Lezama también supo reconocer en Virgilio el gran poeta y dramaturgo que éste siempre había sido. Cuando Virgilio cumplió sesenta años, Lezama escribió uno de sus poemas más profundos, «Virgilio Piñera cumple sesenta años».
Al final, estos dos hombres se fueron uniendo, quizá motivados por la persecución, la discriminación y la censura que ambos sufrían. Virgilio visitaba todas las semanas a Lezama, que se había casado con María Luisa Bautista, una amiga de la familia, a quien la madre de Lezama, un momento antes de morir, le rogó a éste que aceptara por esposa. María Luisa era una mujer extraordinaria, valiente, culta y que no tenía pelos en la lengua; insultaba a los funcionarios que iban a pedirle informes a Lezama, pasaba en limpio las obras escritas a mano por Lezama, pues éste nunca llegó a escribir a máquina. Esta mujer llegó a amar profundamente a Lezama a pesar de que nunca tuvieron relaciones sexuales.
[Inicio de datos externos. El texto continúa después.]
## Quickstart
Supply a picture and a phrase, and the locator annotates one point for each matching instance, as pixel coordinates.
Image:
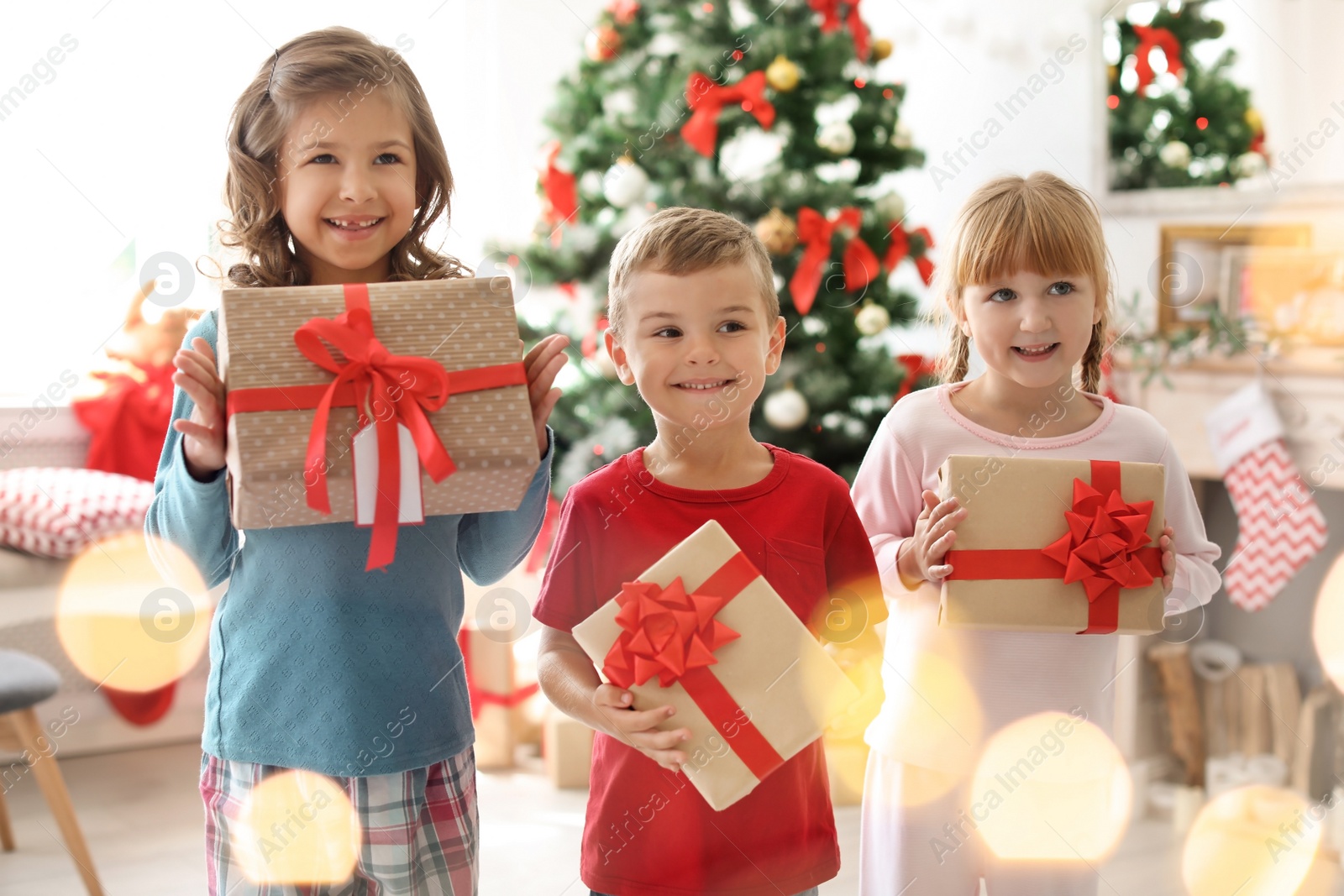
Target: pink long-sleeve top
(947, 689)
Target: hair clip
(272, 80)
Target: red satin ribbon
(562, 195)
(815, 231)
(900, 248)
(831, 22)
(707, 100)
(480, 699)
(391, 387)
(1104, 548)
(672, 636)
(1149, 38)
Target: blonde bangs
(1038, 230)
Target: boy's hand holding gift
(638, 727)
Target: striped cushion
(55, 511)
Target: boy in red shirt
(696, 325)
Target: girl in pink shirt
(1025, 278)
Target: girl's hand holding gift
(638, 727)
(203, 434)
(922, 553)
(542, 364)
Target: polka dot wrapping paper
(463, 324)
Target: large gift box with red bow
(703, 631)
(1054, 546)
(375, 403)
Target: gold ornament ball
(602, 45)
(783, 74)
(871, 318)
(777, 233)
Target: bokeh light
(127, 622)
(1052, 786)
(297, 828)
(1252, 841)
(1328, 622)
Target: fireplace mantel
(1310, 396)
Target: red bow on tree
(900, 248)
(916, 367)
(1149, 38)
(830, 11)
(562, 195)
(1101, 547)
(707, 100)
(815, 231)
(665, 631)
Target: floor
(141, 815)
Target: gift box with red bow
(703, 631)
(376, 403)
(1054, 546)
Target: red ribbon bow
(830, 11)
(815, 231)
(562, 195)
(1101, 547)
(900, 248)
(672, 636)
(916, 367)
(1149, 38)
(391, 387)
(1105, 548)
(665, 631)
(707, 100)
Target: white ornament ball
(624, 184)
(890, 207)
(873, 318)
(786, 409)
(837, 137)
(1250, 164)
(1175, 155)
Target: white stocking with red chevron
(1280, 527)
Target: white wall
(124, 140)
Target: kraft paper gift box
(428, 374)
(702, 631)
(1054, 546)
(568, 752)
(497, 696)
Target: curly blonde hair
(315, 65)
(1039, 223)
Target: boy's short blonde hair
(685, 241)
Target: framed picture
(1294, 295)
(1191, 273)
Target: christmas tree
(769, 112)
(1178, 123)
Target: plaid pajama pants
(418, 831)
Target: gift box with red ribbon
(410, 396)
(703, 631)
(1055, 546)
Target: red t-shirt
(649, 832)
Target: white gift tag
(366, 476)
(1241, 423)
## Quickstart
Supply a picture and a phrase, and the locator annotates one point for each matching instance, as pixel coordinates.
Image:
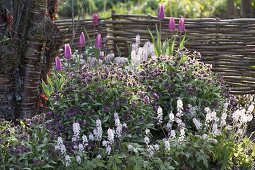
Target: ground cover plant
(161, 109)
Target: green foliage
(26, 147)
(230, 152)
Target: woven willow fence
(229, 45)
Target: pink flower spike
(161, 12)
(181, 27)
(58, 64)
(82, 40)
(95, 19)
(98, 43)
(68, 52)
(171, 25)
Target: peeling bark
(29, 43)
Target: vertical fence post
(246, 8)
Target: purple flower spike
(58, 64)
(171, 25)
(95, 19)
(98, 43)
(181, 25)
(82, 40)
(68, 52)
(161, 12)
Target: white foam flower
(167, 144)
(169, 126)
(137, 39)
(171, 116)
(110, 133)
(78, 159)
(146, 140)
(197, 123)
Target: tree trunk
(246, 9)
(29, 42)
(230, 8)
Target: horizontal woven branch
(229, 45)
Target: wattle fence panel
(229, 45)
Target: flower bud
(171, 24)
(98, 43)
(161, 12)
(181, 27)
(68, 52)
(95, 19)
(82, 40)
(58, 64)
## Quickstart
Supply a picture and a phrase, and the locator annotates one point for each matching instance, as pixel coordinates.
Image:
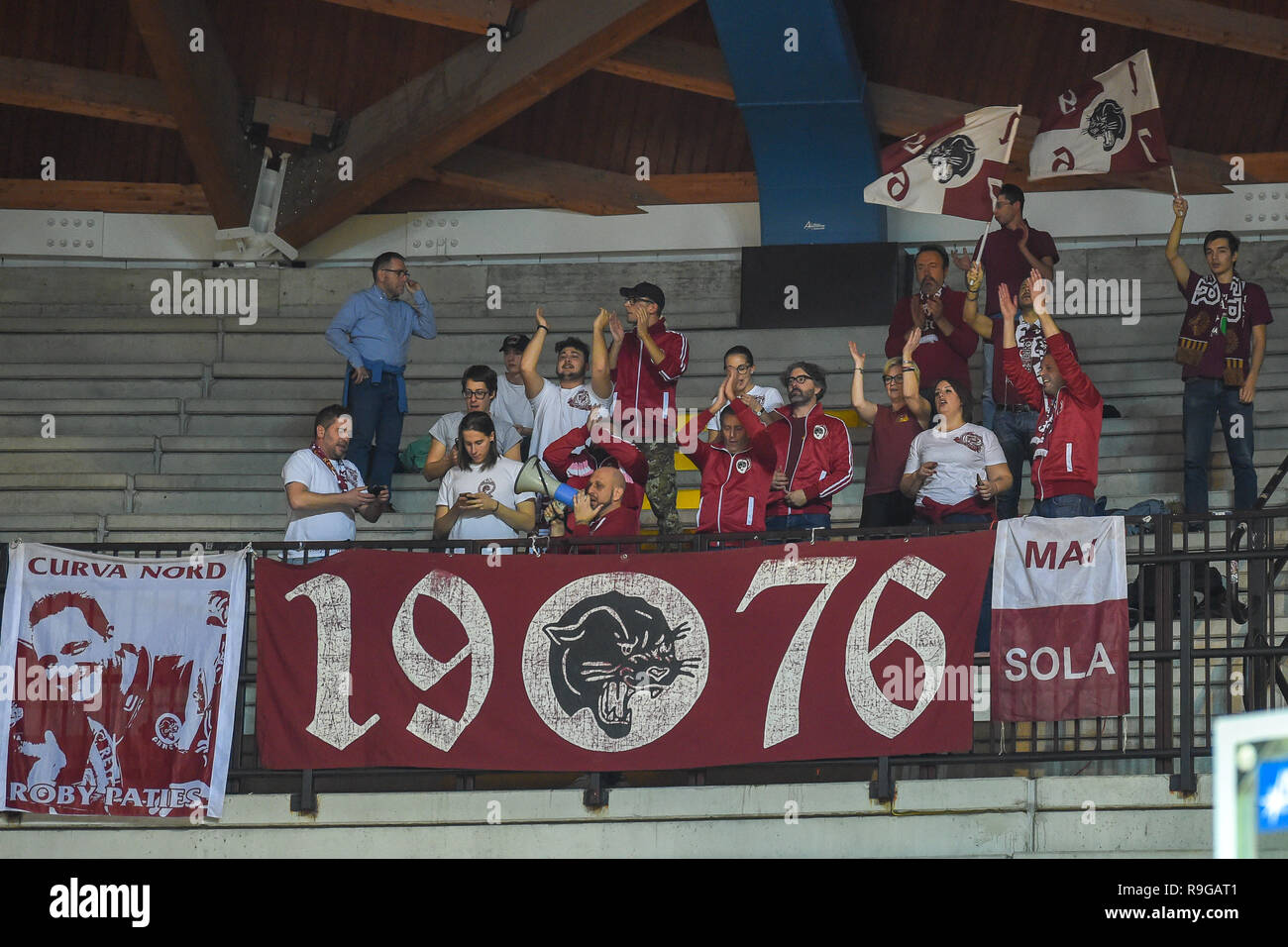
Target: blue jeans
(799, 521)
(1016, 431)
(1065, 506)
(1205, 399)
(984, 626)
(375, 415)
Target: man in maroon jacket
(645, 365)
(738, 472)
(945, 343)
(1067, 445)
(814, 458)
(597, 512)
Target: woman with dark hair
(894, 427)
(956, 468)
(476, 497)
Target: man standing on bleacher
(1222, 344)
(645, 365)
(372, 331)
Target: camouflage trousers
(661, 484)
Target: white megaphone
(533, 478)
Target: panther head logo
(951, 158)
(1108, 123)
(608, 648)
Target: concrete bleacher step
(89, 418)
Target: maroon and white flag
(119, 682)
(1059, 646)
(953, 169)
(1111, 124)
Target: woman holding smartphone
(476, 497)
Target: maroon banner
(554, 663)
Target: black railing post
(1162, 642)
(1257, 671)
(305, 801)
(883, 789)
(1185, 781)
(596, 792)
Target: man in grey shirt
(478, 388)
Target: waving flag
(1111, 124)
(953, 169)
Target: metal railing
(1192, 657)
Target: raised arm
(971, 316)
(867, 410)
(918, 406)
(1180, 206)
(532, 380)
(600, 376)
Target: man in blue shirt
(372, 331)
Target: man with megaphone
(601, 493)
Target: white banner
(119, 682)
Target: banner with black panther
(658, 661)
(1112, 123)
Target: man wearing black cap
(510, 392)
(645, 365)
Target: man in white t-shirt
(323, 489)
(478, 389)
(510, 393)
(558, 408)
(477, 499)
(742, 364)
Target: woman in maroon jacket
(894, 425)
(1067, 446)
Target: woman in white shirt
(476, 497)
(954, 470)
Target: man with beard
(645, 367)
(945, 343)
(1008, 257)
(814, 458)
(323, 489)
(1222, 344)
(1017, 420)
(559, 408)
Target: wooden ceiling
(98, 88)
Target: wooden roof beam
(463, 98)
(1189, 20)
(204, 99)
(107, 196)
(467, 16)
(544, 182)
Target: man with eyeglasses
(1008, 258)
(741, 365)
(441, 454)
(945, 344)
(372, 331)
(644, 367)
(814, 458)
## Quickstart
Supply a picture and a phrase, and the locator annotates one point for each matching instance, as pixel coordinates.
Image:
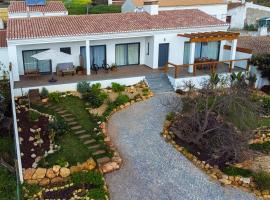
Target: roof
(51, 6)
(234, 5)
(3, 38)
(258, 44)
(84, 25)
(171, 3)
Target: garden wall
(73, 86)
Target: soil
(26, 146)
(266, 89)
(66, 193)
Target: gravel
(152, 168)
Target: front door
(163, 56)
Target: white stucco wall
(238, 17)
(35, 14)
(217, 10)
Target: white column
(88, 64)
(233, 51)
(221, 50)
(191, 56)
(13, 59)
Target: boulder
(64, 172)
(39, 174)
(56, 169)
(50, 173)
(28, 173)
(57, 180)
(44, 181)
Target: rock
(44, 181)
(245, 180)
(50, 173)
(57, 180)
(56, 169)
(64, 172)
(225, 181)
(28, 173)
(39, 174)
María Luisa, por el misterio de la amistad, de la soledad compartida, de la devoción de uno a otro, de la supervivencia en tiempos terribles, salía con una vieja cartera de nylon blanco a hacer las colas por toda La Habana para conseguirle algo de comer a Lezama. Lezama decía: «Ahí va la venada desmelenada». Ella regresaba siempre con algún queso crema, algún yogur; algo para satisfacer el voraz apetito de aquel hombre. A las nueve de la noche María Luisa preparaba el té; se las arreglaba para conseguirlo, no se sabe dónde. Si el té se atrasaba un minuto, Virgilio le recordaba: «María Luisa, se te ha olvidado el té». La reunión de aquellos tres personajes, en aquella casa ya un poco destartalada, que a veces se inundaba, tenía un carácter simbólico; era el fin de una época, de un estilo de vida, de una manera de ver la realidad y superarla mediante la creación artística y una fidelidad a la obra de arte por encima de cualquier circunstancia. Y, además, era como una suerte de conspiración secreta el juntarse y brindarse un apoyo que para ambos era imprescindible.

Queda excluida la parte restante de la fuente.